I have nothing at all against people taking marijuana in any form though I think, maybe, I would not want my airline pilot, bus driver or the person overtaking me at 90mph on the motorway (with or without a car) to be totally zonked out of their head.
I think I may have had hash cakes a couple of times without realising it – and without any discernible effect. But I have worked with people who have clearly been taking too much hash for too many years.
I once worked for a TV company where the man in charge of the department found, on a Friday morning, that we were unexpectedly very understaffed due to illness. He spent three hours – three rambling hours – telling us how we were going to re-arrange things to get through the increased workload. I could have killed him but, alas, I was not drunk so had no real excuse.
The only drugs that ever attracted me were heroin and LSD. Neither were available to me when I would have taken them and, by the time they were easily available, I had met smack and acid casualties.
Well, that is not altogether true.
I never took LSD because I thought it might push me over some nearby psychological ledge and I would never be able to get back again.
By the time heroin was available, I had already tried suicide and that had not worked.
I was never interested in marijuana because I never smoked nicotine (so the actual smoking technique was a mystery to me).
I do not smoke nicotine because, when I was about six years old, I asked my father: ”Daddy, can I have a puff of your cigarette?”
And he said: “Yes.”
I was appallingly nauseous.
I never wanted to smoke again and did not.
The attraction to other people of marijuana seemed to be that it had the same relaxing, uninteresting-to-me effect as drink – though without the bad side-effects of excessive drink like wild, mindless aggression, vomiting and splitting headaches.
It never seemed to me that getting drunk and then proudly saying the next day: “I can’t remember anything I did last night,” was a good life choice. If I want to get so drunk I can’t control my own body and start falling down in the street and/or losing consciousness because my brain has closed itself down to avoid further damage, I might as well get into a boxing ring with a psychopath and get him to repeatedly punch me in the head until I become unconsciousness.
People seem to drink to lower their inhibitions, so that they feel free-er to do or say what they want and, if it goes wrong, they can blame the drink. I think I was always prepared to do or say what I wanted without having to have excuses.
Although that is, perhaps, not good career advice.
People think I am bizarre – they really do – because, except on special occasions when it would be rude not to, I do not drink alcohol or spirits.
I had some mulled wine with a couple of meals over the Christmas period.

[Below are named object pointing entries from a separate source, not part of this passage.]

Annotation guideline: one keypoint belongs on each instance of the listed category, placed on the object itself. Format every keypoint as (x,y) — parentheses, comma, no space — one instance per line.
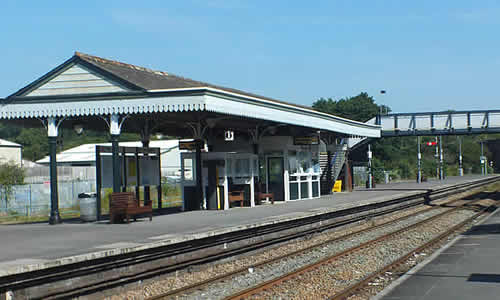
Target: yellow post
(337,187)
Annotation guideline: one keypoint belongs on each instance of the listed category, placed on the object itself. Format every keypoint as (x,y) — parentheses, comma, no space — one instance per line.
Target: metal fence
(41,174)
(34,199)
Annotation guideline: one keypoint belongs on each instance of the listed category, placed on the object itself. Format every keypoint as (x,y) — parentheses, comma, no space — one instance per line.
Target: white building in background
(84,155)
(10,152)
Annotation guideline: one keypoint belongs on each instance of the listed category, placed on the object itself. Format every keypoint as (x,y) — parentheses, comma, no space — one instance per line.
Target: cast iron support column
(370,179)
(437,159)
(116,162)
(199,182)
(329,178)
(460,166)
(147,189)
(347,174)
(114,130)
(55,218)
(441,169)
(481,159)
(419,161)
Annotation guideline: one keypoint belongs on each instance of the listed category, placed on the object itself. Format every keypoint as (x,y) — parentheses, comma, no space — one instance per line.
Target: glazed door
(275,178)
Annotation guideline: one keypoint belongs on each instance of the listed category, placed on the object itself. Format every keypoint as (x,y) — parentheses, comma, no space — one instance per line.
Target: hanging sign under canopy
(306,140)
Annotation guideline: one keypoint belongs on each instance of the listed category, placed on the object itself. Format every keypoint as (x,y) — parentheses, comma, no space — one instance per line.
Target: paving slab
(468,268)
(24,245)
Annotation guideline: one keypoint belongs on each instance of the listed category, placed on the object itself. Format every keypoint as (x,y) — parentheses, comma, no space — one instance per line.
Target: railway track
(153,261)
(199,288)
(267,289)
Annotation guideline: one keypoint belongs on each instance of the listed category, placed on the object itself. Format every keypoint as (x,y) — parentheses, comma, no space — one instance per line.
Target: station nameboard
(189,145)
(306,140)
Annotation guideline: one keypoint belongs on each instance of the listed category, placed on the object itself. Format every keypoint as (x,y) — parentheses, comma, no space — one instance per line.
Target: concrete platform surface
(468,269)
(36,246)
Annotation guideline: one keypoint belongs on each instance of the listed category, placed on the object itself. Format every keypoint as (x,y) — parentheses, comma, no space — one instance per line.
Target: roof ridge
(119,63)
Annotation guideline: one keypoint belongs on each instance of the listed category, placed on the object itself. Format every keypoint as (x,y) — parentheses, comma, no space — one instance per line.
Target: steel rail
(276,281)
(66,272)
(226,276)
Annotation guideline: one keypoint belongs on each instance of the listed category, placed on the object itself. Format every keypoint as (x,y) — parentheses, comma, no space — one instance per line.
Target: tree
(360,108)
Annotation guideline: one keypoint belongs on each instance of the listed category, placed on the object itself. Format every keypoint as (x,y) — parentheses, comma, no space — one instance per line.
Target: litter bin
(88,209)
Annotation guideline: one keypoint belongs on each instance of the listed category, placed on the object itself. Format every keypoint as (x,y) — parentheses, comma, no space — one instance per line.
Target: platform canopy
(87,86)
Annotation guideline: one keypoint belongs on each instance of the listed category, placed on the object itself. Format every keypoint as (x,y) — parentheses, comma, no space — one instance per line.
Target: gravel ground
(259,274)
(183,278)
(329,279)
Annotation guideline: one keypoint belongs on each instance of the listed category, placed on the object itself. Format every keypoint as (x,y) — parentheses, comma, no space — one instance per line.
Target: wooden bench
(236,196)
(125,204)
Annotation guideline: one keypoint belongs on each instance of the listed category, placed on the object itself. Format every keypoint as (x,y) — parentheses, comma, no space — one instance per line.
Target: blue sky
(428,55)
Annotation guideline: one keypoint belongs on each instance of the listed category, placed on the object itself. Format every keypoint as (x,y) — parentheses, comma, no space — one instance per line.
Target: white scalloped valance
(285,114)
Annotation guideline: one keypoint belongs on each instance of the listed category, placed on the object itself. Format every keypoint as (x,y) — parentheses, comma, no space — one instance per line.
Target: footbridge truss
(438,123)
(433,123)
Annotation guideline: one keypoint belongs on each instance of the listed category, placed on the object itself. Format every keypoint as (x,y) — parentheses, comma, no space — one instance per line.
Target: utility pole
(419,161)
(460,166)
(370,183)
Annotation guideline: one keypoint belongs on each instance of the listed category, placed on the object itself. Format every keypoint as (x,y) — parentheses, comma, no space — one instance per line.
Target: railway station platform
(29,247)
(466,268)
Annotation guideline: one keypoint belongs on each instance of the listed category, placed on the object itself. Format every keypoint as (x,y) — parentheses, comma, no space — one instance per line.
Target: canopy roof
(87,85)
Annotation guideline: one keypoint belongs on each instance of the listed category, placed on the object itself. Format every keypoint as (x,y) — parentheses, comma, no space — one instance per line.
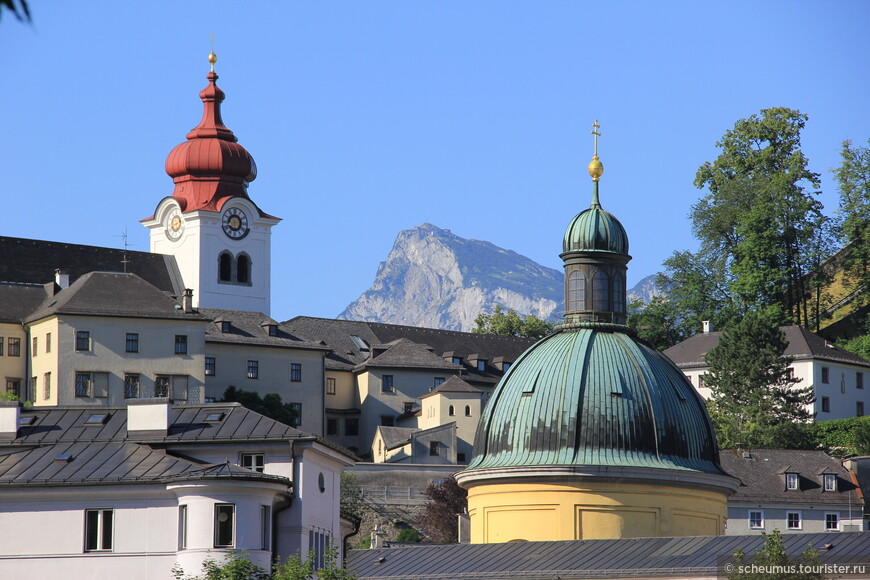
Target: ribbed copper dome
(594,395)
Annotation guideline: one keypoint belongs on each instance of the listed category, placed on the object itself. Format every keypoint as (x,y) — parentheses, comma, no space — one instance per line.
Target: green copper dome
(593,395)
(595,230)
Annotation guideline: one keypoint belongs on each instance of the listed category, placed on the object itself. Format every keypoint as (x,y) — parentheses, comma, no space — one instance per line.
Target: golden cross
(595,127)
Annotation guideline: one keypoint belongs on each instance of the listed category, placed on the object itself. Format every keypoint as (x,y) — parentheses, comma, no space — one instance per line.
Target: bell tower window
(576,291)
(243,269)
(600,292)
(225,266)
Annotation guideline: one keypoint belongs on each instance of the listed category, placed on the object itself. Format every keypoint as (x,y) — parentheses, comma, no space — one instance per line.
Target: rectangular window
(351,427)
(161,386)
(265,526)
(210,366)
(83,340)
(756,520)
(254,461)
(98,530)
(83,385)
(224,525)
(131,386)
(182,527)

The last time I drank before that was probably last Christmas.
When I tell people I do not drink, they assume I am an ex-alcoholic.
In fact, it is because I never enjoyed it.
In my teens and early twenties, I used to drink small amounts of lager to be sociable because it had a more bland taste than other beers. I never actively enjoyed drinking it.
I only ever really enjoy vodka drowned in orange juice and champagne drowned in orange juice.
Nothing else grabs my taste buds.
Also, in my late twenties, I encountered two people.
One was the Press Officer for a film distribution company. He had obviously been very bright and intelligent in his youth. Now he was in his mid-forties and I guess had been drinking socially and doggedly for professional reasons for about 20 years. His mind was doolally.
The other was someone I had worked with in a broadcast TV company. We then ended up working at the same Soho TV facility production company AND with him living in my flat weekdays for about six months.
He was highly intelligent. After graduating from Oxford University, he had been talent-spotted and trained by Granada TV. He used to sit and watch University Challenge and effortlessly answer about half the questions, almost without thinking.
But he had been drinking solidly, like the film PR man, for about 20 or 25 years.
He used to drink wine at lunchtime in Soho. Then, after work, he would have a few pints of beer. Then he would come home and drink spirits.
I was still drinking at this point – though only small amounts of lager after work.
I stopped drinking altogether because of him.
His brain – though still able to function at work and answer University Challenge questions – had been damaged.
He would start a sentence, then stop in the middle, drift off and start doing or saying something else, never completing his original sentence or thought process.
I did not want to be like him in 20 or 25 years time.
The irony is that now I have a shit memory. And I witter.
But then I always did.
As far as I remember.
Irony. Don’t talk to me about irony.